The ambassador gulped. “You make a compelling offer.”

Yet another spaceship crashed through the ceiling. The Scumbug unblorped it. “Julia! Sasha!”

Sasha the seahorse pushed her way into the office through the tangle of spider-legs. “Hey.”

“You two are coming with me right now!” said the Scumbug. “I’ve finally learned the lessons I need to raise you into adults without Cheese!

“You’ve already Cheesed us up!” said Julia. She considered pointing her laser-gun at the Scumbug, but used instead used its barrel to shush the ambassador, who looked like he might insert a word edgewise. “Scumdaddy, you raised me to be a fly a spaceship and not take lip from anyone, not even alien hit-men—not even you!

“But that’s not how I meant to bring you up! You’re going back to the Big Empty and I’m trying again!”

I’m the Big Cheese!” said Julia. “You wanted to kidnap a kid before someone else kidnapped them first, right? I’m not that kid anymore!”

The Scumbug’s lumps flocked to Sasha. “Sasha? Do you feel the same way?”

“Honestly, Scumbug, sir,” said Sasha, tapping her little tentacles together, “I’d really like to try spaghetti.”

“I raised you from childhood. You’d leave me for noodles?


The ambassador turned his face so Julia’s laser-gun poked his cheek. “If you don’t mind me saying, Mr. Scumbug, Sir, from my perspective here, the only difference between you kidnapping Julia and, say, Germa the Gerbil kidnapping Julia, is that I was able to profit when you did it.”

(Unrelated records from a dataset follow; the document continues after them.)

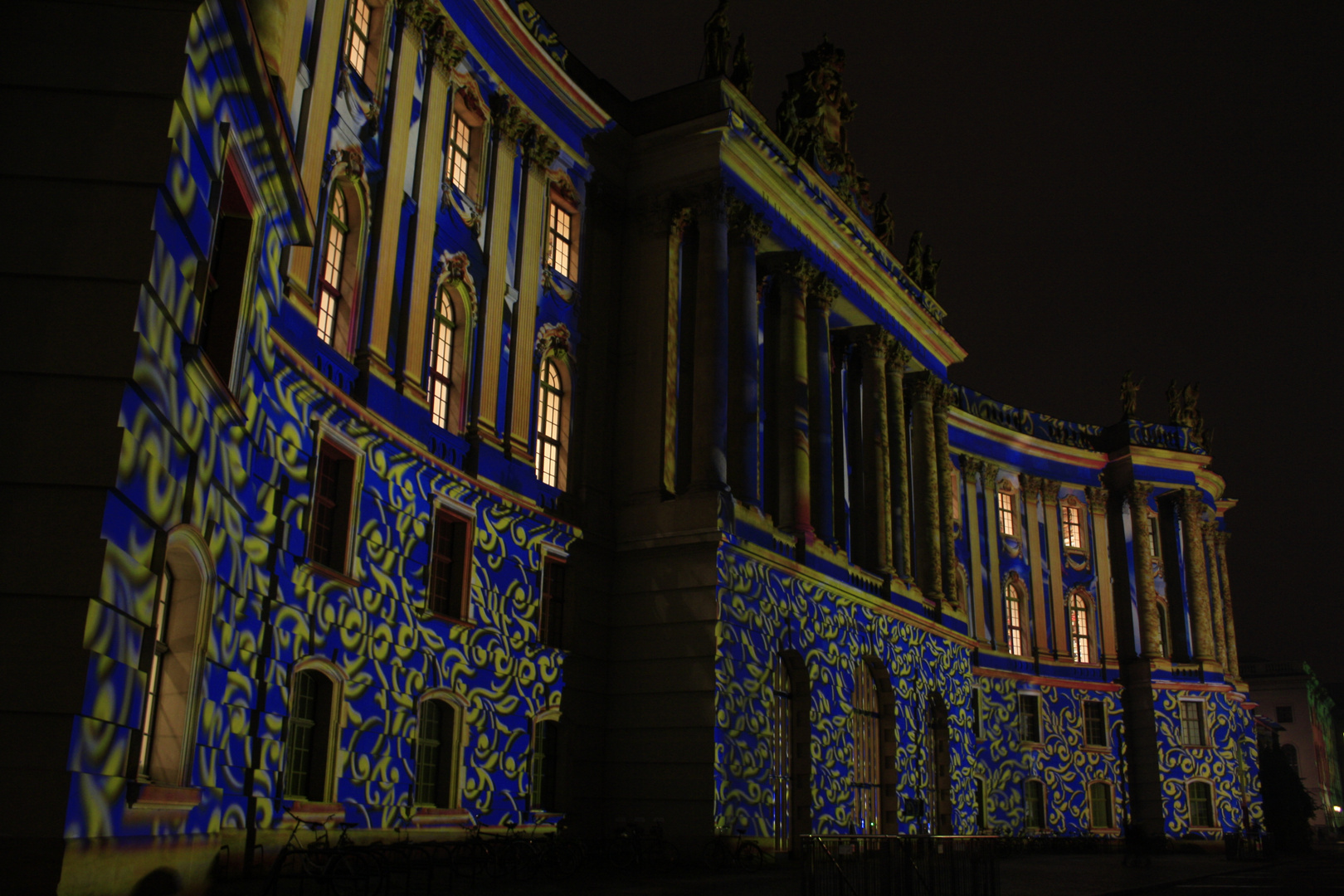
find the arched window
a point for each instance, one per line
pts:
(338, 231)
(1007, 518)
(173, 665)
(308, 747)
(441, 359)
(1014, 627)
(438, 754)
(1079, 631)
(1098, 796)
(550, 398)
(867, 751)
(1200, 798)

“Well said.” Julia plugged the ambassador’s mouth with the barrel of the laser-gun. “Scumdaddy, as long as you don’t understand you’re part of the Big Cheese, all you can do is try to leave the Cheese and fail. And when you fail, you eat your kids, even though you’re trying not to.”

The Scumbug collected its twenty lumps in its center. “But I don’t know how to do anything else.”

“You told me yourself,” said Julia, “there’s only one other thing to do. Eat your parents.”